In de raad van bestuur van het Opleidingscentrum Bout zal verder worden bekeken hoe de in dat kader voorbehouden middelen zijn toe te rekenen op de betrokken risicogroepen.

HOOFDSTUK IV - Doelstellingen

Artikel 5 - Industrieel leerlingenwezen

De sociale gesprekpartners bestendigen voor de duurtijd van de collectieve arbeidsovereenkomst het industrieel leerlingenwezen.

Voor de beroepen, georganiseerd in deze vorm sluiten zij uit dat voor de deeltijds leerplichtigen een arbeidsovereenkomst deeltijds leren/werken zou worden gesloten.

Zij zien de invulling van de wet van 6 mei 1998 (Belgisch Staatsblad van 29 mei 1998) als volgt:

1. Voor de jongeren die het derde jaar beroeps- of technisch onderwijs niet met succes hebben beëindigd, bedraagt de periode gedurende dewelke de minimumvergoeding dient te worden uitbetaald 3 maanden. Zodoende valt deze periode samen met de proefperiode van 3 maanden die in het model van leerovereenkomst wordt vastgesteld.
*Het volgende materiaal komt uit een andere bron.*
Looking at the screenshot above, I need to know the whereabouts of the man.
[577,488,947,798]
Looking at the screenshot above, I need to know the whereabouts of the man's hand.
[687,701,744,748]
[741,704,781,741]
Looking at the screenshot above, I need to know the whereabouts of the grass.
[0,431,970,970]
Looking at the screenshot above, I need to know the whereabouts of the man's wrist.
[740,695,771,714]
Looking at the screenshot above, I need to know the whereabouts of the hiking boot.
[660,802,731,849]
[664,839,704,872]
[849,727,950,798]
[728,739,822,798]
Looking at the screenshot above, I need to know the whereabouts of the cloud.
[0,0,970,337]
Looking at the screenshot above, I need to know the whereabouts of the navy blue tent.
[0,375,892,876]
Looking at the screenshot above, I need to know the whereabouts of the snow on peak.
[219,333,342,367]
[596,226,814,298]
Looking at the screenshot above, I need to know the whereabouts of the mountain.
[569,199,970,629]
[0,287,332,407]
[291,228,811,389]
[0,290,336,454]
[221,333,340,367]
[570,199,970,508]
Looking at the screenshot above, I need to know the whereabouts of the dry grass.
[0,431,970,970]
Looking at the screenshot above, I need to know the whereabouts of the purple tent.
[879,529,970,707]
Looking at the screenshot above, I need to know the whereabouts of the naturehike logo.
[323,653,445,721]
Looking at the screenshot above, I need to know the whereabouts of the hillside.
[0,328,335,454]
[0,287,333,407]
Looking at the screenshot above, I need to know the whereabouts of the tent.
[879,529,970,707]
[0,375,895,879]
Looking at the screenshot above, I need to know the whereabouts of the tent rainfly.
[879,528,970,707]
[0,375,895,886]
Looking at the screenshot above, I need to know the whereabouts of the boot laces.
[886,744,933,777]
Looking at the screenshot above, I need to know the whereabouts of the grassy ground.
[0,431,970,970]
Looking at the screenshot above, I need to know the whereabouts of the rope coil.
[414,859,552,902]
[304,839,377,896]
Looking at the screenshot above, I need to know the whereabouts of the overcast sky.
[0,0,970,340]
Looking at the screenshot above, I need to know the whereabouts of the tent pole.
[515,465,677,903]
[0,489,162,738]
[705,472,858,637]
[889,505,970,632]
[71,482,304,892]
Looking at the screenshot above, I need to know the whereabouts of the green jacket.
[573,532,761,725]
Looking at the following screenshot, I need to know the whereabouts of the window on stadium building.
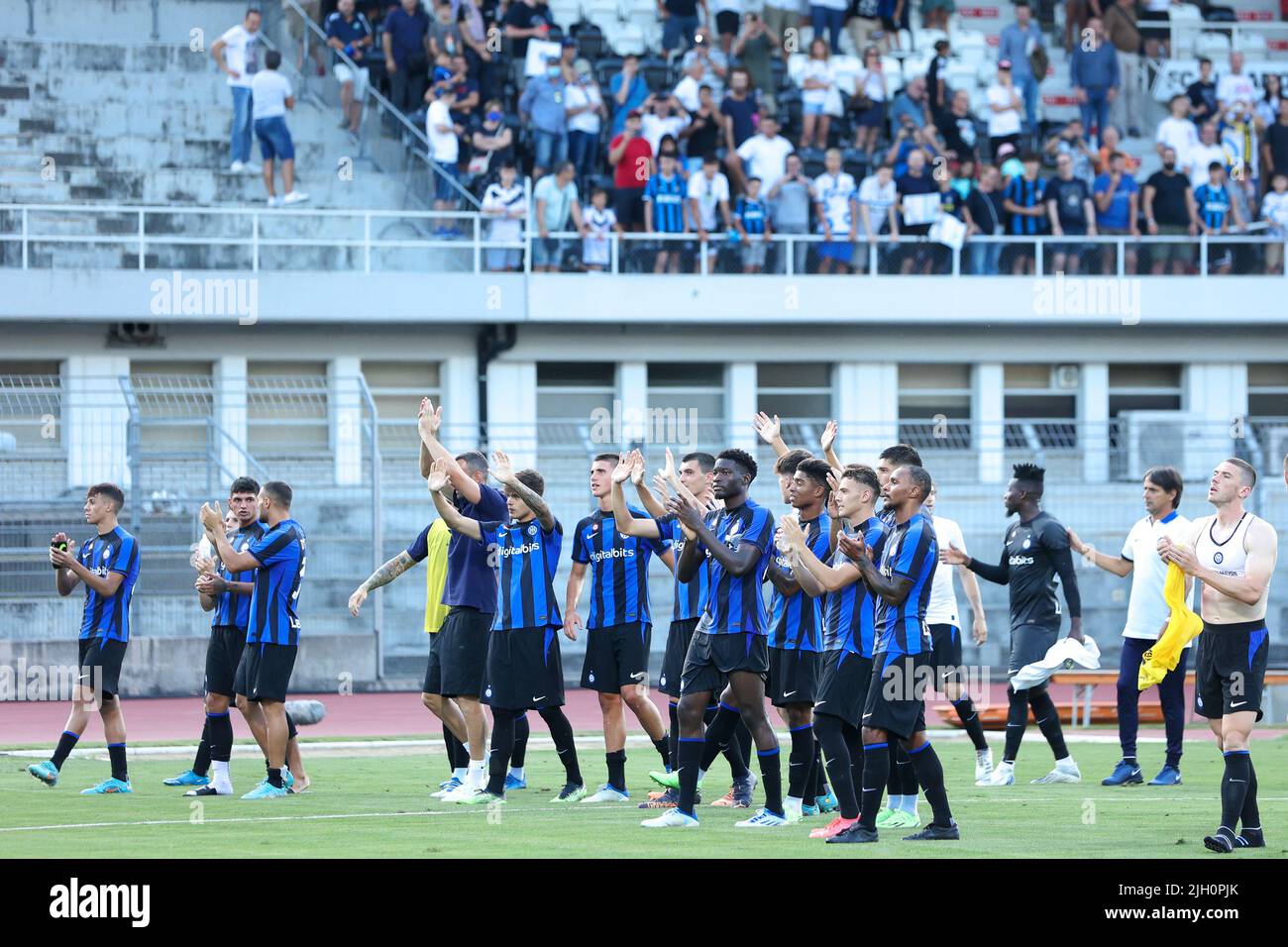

Deze leerling die na deze periode van 3 maanden in dienst blijft van de werkgever wordt geacht te voldoen aan de voorwaarde om vanaf de 4de maand de volledige leervergoeding te ontvangen die met zijn/haar leeftijdscategorie overeenkomt.

2. De door de wet van 6 mei 1998 vastgestelde leervergoedingen zijn in voege voor alle leerovereenkomsten die na 1 september 1999 werden gesloten met jongeren uit de leeftijdsgroep van 15 tot 18 jaar.

3. Het industrieel leerlingenwezen wordt uitgebreid tot de werkzoekende, ouder dan 18 jaar die:
- ofwel een diploma bezit dat niet aansluit bij de functie waarvoor hij/zij een opleiding wenst te volgen
- ofwel een diploma bezit dat wel aansluit bij een functie eigen aan de sector, doch die nog een opleiding wenst te volgen voor een andere of aanvullende functie.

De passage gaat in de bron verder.